Dickinson wrote 1775 short poems that are untitled and known to readers and scholars primarily by numbers assigned by later editors. I had the generator choose a number from 1 to 1775, and that was the poem we discussed, no matter how long or short, accessible or weird.
I cannot recommend this move highly enough. Have some decision fatigue as a teacher? Embrace a mild degree of randomness. Let the universe make some decisions instead.
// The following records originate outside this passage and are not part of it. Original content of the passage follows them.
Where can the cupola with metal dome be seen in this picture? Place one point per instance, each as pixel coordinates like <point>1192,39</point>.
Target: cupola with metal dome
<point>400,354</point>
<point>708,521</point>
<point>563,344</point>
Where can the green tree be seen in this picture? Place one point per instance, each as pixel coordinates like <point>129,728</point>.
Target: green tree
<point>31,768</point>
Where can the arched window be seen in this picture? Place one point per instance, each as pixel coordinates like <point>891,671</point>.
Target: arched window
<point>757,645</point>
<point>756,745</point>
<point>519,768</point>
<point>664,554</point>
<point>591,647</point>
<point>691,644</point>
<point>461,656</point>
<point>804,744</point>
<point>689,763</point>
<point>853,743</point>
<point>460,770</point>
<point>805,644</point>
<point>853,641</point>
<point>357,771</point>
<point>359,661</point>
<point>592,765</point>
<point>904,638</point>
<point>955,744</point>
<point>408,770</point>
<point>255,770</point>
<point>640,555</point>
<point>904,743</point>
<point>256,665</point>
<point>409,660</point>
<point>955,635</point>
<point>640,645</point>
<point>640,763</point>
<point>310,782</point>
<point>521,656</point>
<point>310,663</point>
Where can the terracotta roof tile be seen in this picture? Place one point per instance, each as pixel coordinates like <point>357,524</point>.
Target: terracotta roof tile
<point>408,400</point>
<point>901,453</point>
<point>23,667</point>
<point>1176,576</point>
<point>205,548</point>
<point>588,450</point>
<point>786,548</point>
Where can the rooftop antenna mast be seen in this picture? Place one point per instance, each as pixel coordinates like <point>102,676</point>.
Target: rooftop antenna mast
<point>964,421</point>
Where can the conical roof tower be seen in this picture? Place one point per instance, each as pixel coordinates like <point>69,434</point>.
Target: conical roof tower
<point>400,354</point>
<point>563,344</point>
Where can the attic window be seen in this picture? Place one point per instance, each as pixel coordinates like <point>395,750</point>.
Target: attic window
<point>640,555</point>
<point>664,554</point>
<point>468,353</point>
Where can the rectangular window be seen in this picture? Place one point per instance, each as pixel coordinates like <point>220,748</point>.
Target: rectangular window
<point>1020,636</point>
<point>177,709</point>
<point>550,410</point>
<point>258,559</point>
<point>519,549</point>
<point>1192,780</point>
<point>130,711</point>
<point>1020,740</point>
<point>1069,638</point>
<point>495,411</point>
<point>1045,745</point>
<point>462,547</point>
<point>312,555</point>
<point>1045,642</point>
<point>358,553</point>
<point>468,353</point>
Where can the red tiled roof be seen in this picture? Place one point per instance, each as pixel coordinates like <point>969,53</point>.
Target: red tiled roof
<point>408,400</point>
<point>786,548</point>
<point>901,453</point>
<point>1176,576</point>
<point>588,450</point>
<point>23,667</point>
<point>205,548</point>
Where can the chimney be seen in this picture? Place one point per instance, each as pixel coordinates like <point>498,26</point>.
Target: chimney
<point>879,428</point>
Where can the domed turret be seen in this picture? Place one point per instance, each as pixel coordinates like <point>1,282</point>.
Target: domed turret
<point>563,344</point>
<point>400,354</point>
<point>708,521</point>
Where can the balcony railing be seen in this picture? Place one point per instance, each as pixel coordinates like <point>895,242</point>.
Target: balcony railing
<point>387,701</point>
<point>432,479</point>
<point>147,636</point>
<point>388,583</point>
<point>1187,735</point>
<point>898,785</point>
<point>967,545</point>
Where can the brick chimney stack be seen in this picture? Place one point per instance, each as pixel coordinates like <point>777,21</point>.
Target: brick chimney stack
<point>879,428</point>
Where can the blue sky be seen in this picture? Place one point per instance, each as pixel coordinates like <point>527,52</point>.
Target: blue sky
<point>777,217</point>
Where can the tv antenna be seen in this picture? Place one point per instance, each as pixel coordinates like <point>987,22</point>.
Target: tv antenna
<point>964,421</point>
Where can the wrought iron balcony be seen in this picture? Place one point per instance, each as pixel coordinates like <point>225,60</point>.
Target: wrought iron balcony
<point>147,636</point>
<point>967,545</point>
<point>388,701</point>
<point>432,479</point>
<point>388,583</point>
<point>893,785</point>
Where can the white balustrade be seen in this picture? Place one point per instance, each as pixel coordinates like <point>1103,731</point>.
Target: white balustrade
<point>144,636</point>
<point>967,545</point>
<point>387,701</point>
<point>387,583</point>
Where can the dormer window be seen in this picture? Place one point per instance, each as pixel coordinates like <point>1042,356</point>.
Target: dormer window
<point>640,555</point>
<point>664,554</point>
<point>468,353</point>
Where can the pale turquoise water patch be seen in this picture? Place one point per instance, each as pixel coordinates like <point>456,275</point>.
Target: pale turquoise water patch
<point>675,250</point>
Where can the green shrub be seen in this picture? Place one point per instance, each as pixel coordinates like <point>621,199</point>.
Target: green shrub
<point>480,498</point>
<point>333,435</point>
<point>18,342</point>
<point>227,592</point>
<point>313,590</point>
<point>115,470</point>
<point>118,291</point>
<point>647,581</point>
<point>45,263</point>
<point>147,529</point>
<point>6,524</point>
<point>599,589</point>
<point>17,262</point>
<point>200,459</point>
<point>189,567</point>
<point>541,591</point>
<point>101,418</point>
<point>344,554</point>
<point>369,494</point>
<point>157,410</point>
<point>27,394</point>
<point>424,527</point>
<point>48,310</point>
A few things happen, when some unseen tech gremlin chooses a poem for my class, that take us out of our normal procedures. Primarily, the likelihood becomes really high that I’m going to be talking through a poem with these students that I’ve never seen before. That gives me the opportunity to model reading and interpreting a poem from scratch–which doesn’t mean I become the instant expert either. Yes, sometimes I do get to point out how a word many students know might have a less frequently used secondary meaning on which the whole poem depends, or something like that. But It also means I get to say, “wow, that last line is puzzling me too… anyone have anything?” as a whole class thinks together about the same set of words.
And so the entire class acts on one level together as readers of a single text: everyone’s taking it in all at the same time, allowing different students to bring their skill sets to the table. Once last week the generator took us to a Dickinson poem with an unfamiliar Latin phrase; asking students to try to puzzle it out by recognizing word roots helped some see that they can do more interpretive work on their own than they initially suspected. Another randomly-chosen poem included a quote from the Bible, which led to some practice at how to pick up on an allusion and think through how a writer might be putting it to use. Another was oddly straightforward; we read it aloud, saw that it was far more literal-minded than figurative, and decided that there wasn’t a huge amount there to discuss. So it was time to get a new number. And repeat.
Here’s one other way that I’ve brought randomness into the classroom fruitfully, and again, it’s about poetry.
Last spring I knew I wanted to do a short unit on contemporary American poetry, but again, some decision fatigue had set in, and there are also just too many poets I love for me to make those hard calls of who makes the plan for the week. So I borrowed a wheel from my esteemed colleague Matt Hosler (who, if you didn’t know, has a wheel in his classroom and is happy to lend it out). I put poets’ names on it, and (sigh)… isn’t it beautiful?
Ignore the view of the utility closet, and notice instead the vast options for where in our anthology we might go next, every time a new student volunteers to spin the wheel! And notice as well the danger of landing on Lose A Turn or Bankrupt. (I mean, you’ve all watched Wheel of Fortune. Land on Lose A Turn, and another student gets to spin. Land on Bankrupt, and you lose all your poetry money.)
This worked like a charm in my classes for a few reasons: first, people seem to just love spinning a wheel (don’t you?). I think that’s because it feels like gambling but bears no risk. Secondly, it keeps me on my toes. I’m ready to lead discussion on at least one poem by all of those poets, but having no idea where we’re headed next keeps me (and hopefully a class) interested. And best of all, unexpected things happen, with randomness, like how the most male-heavy class I had last year, with the bro-y-est energy, kept repeatedly spinning the feminist poets on the wheel. If I planned that, it would feel strange and aggressive. If the wheel decides it… well, Audre Lorde it is!
Decision fatigue in the classroom is real. And we can all benefit from the occasional lesson plan that sets aside the usual mode of operations in a classroom and perhaps even throws caution to the wind a little bit. How might your classroom benefit from an intentional dose of randomness?